Myth No. 4: Brown said he was sorry and they're working it out

Experts will tell you that domestic violence is an escalating series of attacks (not fights) designed to increase a victim's dependence on her abuser. According to the police documents released last week, Rihanna told police that Brown had hit her before and it was getting worse. Sorry means you don't do it again. In discussions about abuse, we need to make it clear that sorry is not enough.

Myth No. 5: She's young, rich and beautiful. If it was really as bad as the media says, she'd leave

The secret to the abuser's power is not only making his victim dependent on him, but convincing her that she is to blame for the attack. No amount of money or fame can protect someone from the terrible cycle of emotional dependence, shame and fear that keeps them with abusive partners. Women who are abused look for ways they may have "provoked" an attack, finding fault with their own behavior to explain the unexplainable—why would someone they love hurt them? And it doesn't help when people outside the relationship blame the victim. In this case, Phylicia Thompson, a cousin of Brown's, told "Extra TV" that, "Chris was not brought up to beat on a woman. So it had to be something to provoke him for Chris to do it." As the rumors swirl about whether Rihanna is back with Brown, understand that those who are abused do not stay with their abusers because they want to be beaten again, or because they are really at fault; it's usually because they feel trapped and guilty.

You may have noticed that the words power, control and domination running through my rant. That was purposeful. What we need to remember, and what we need to teach our children, is that yes, you should never hit anybody and you should never let anybody hit you. But, we also need to tell them that love does not guarantee respect and that any relationship they find themselves involved in should be based on both equally.

I really appreciate how Kelley points out the fact that a person can’t be “provoked” into hitting a person. This specific defense worries me the most since it takes blame from the abuser and places it on the victim.

And normal, mentally healthy people would not resort to violence no matter how angry someone makes them.

I know this because I’m this way.
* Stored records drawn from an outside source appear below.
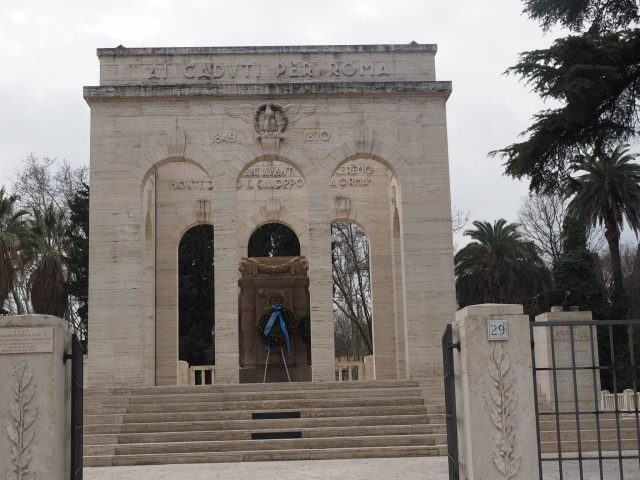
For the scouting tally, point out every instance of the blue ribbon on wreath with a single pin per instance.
(277, 315)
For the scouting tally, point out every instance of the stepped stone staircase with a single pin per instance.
(257, 422)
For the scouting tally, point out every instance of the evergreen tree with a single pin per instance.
(195, 296)
(594, 75)
(77, 260)
(498, 266)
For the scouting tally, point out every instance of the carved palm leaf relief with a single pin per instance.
(20, 424)
(505, 400)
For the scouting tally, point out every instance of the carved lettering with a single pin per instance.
(190, 184)
(209, 71)
(217, 71)
(366, 67)
(188, 71)
(348, 69)
(307, 70)
(278, 176)
(353, 174)
(382, 70)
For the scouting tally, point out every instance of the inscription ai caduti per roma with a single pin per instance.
(211, 71)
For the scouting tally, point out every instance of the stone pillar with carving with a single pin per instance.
(225, 280)
(320, 280)
(35, 409)
(494, 393)
(556, 344)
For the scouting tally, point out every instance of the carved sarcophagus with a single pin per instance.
(265, 281)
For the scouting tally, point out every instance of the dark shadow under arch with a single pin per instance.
(273, 240)
(195, 296)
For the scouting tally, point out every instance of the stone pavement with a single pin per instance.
(422, 468)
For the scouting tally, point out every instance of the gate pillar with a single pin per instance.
(494, 394)
(35, 408)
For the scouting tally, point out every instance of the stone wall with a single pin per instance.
(147, 132)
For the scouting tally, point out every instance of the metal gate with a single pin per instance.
(76, 357)
(596, 434)
(450, 401)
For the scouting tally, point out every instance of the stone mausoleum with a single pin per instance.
(243, 137)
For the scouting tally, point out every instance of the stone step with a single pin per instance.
(295, 404)
(213, 423)
(254, 396)
(267, 455)
(249, 387)
(219, 435)
(247, 445)
(587, 424)
(346, 411)
(589, 446)
(434, 421)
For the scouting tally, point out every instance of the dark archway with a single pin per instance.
(195, 296)
(352, 303)
(273, 240)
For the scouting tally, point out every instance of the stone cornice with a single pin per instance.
(384, 48)
(435, 88)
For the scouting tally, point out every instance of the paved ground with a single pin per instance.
(420, 468)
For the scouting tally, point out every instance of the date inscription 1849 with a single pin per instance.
(210, 71)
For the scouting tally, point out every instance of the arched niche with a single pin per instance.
(365, 191)
(196, 317)
(273, 240)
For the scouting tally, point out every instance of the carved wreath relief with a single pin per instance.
(505, 399)
(20, 424)
(270, 119)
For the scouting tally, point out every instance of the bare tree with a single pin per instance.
(352, 288)
(41, 181)
(541, 218)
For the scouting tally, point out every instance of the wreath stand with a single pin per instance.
(266, 365)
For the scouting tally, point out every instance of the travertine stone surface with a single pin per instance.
(175, 142)
(494, 392)
(566, 387)
(35, 403)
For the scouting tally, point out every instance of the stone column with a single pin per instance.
(494, 392)
(320, 282)
(226, 263)
(384, 326)
(35, 398)
(585, 356)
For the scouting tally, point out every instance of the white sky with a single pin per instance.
(47, 54)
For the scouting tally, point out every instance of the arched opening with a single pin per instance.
(352, 305)
(195, 296)
(273, 240)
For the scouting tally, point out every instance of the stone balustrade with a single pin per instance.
(626, 401)
(195, 374)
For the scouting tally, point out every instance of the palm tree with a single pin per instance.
(498, 266)
(608, 193)
(12, 229)
(48, 280)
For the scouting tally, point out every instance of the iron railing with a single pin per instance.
(450, 401)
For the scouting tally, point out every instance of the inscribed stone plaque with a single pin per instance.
(26, 340)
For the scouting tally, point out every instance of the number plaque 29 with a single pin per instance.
(497, 330)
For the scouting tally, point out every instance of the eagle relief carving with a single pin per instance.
(270, 119)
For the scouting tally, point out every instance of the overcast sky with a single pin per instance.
(47, 54)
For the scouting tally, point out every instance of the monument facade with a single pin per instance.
(242, 137)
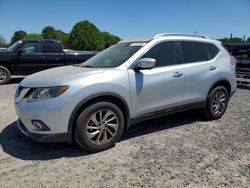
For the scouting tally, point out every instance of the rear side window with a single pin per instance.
(31, 47)
(212, 50)
(51, 47)
(165, 53)
(193, 51)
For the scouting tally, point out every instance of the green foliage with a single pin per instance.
(2, 42)
(62, 37)
(49, 32)
(85, 36)
(18, 35)
(33, 36)
(109, 39)
(234, 40)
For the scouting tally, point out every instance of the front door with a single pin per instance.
(159, 88)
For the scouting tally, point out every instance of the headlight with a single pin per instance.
(46, 93)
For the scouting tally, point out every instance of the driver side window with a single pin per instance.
(31, 47)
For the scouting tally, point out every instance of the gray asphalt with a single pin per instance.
(182, 150)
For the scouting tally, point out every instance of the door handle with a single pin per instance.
(211, 68)
(177, 74)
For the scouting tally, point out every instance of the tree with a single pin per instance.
(62, 37)
(85, 36)
(49, 32)
(224, 40)
(33, 36)
(18, 35)
(235, 39)
(109, 39)
(2, 41)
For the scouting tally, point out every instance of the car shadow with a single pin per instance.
(19, 146)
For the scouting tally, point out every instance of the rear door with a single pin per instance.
(159, 88)
(30, 60)
(200, 69)
(54, 55)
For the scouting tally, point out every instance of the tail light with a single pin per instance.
(233, 61)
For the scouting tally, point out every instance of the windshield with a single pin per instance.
(113, 56)
(14, 46)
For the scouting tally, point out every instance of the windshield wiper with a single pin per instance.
(87, 66)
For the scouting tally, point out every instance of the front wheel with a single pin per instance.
(5, 75)
(217, 101)
(99, 126)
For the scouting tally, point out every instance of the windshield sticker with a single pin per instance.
(138, 44)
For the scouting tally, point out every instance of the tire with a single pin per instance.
(5, 75)
(217, 101)
(94, 136)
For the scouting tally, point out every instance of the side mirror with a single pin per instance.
(20, 51)
(145, 63)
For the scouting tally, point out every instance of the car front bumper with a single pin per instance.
(43, 138)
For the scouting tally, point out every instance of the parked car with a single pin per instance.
(241, 51)
(29, 56)
(2, 49)
(130, 82)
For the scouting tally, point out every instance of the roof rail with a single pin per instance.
(178, 34)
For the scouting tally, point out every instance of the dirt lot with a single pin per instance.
(175, 151)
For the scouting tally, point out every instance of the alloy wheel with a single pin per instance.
(102, 127)
(3, 75)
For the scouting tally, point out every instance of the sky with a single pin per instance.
(129, 18)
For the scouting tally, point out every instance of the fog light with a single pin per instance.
(40, 125)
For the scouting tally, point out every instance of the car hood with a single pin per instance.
(58, 76)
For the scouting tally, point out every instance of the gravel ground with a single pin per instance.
(182, 150)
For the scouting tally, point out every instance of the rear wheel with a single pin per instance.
(5, 75)
(216, 103)
(99, 126)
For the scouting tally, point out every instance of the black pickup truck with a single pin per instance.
(29, 56)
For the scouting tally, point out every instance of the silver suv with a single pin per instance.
(129, 82)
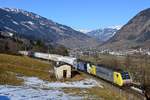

I’ve been in fights, but I still don’t respond to anger with violence. Ever.

And it’s never okay when a person does.


  1. A pretty good post. One thing I'd like to point out is that you (or the CNN quote) does not accurately depict what Steven Stosny is all about. I know he doesn't need any defense, but the reason I take the time to point it out is because his training has transformed men who batter (hit, abuse, etc) women. All this to say that he and his organization have really and truly helped women who have been battered by training the men to be transformed. I recommend you read some more of his material. Or, better yet, find a man who has been transformed by him and interview him. Just a thought.

  2. Thanks for your comment and I will look Stosny up out of curiosity.

    I do want to point out that I posted this article in it’s entirely and any problems or misrepresentations lie with the author, Riana Kelley (hence the use of blockquote).

    But thanks again.

  3. Yes, it's fucking depressing, but it's an issue that really needs to be brought to the attention of the public. It is one of those things that no one talks about but it is happening every day to millions of women. As a counselor at a battered women's center, I deal with the effects of DV on a daily basis and I see the pain it causes these women. We need more articles that address the dynamics of battering and less blaming of the victims.

    So, I encourage you to post on this topic as much as you would like! I don't post on it more becuase it's something that I deal with day in and day out at work and when I'm at home I try to distance myself from having to think about it.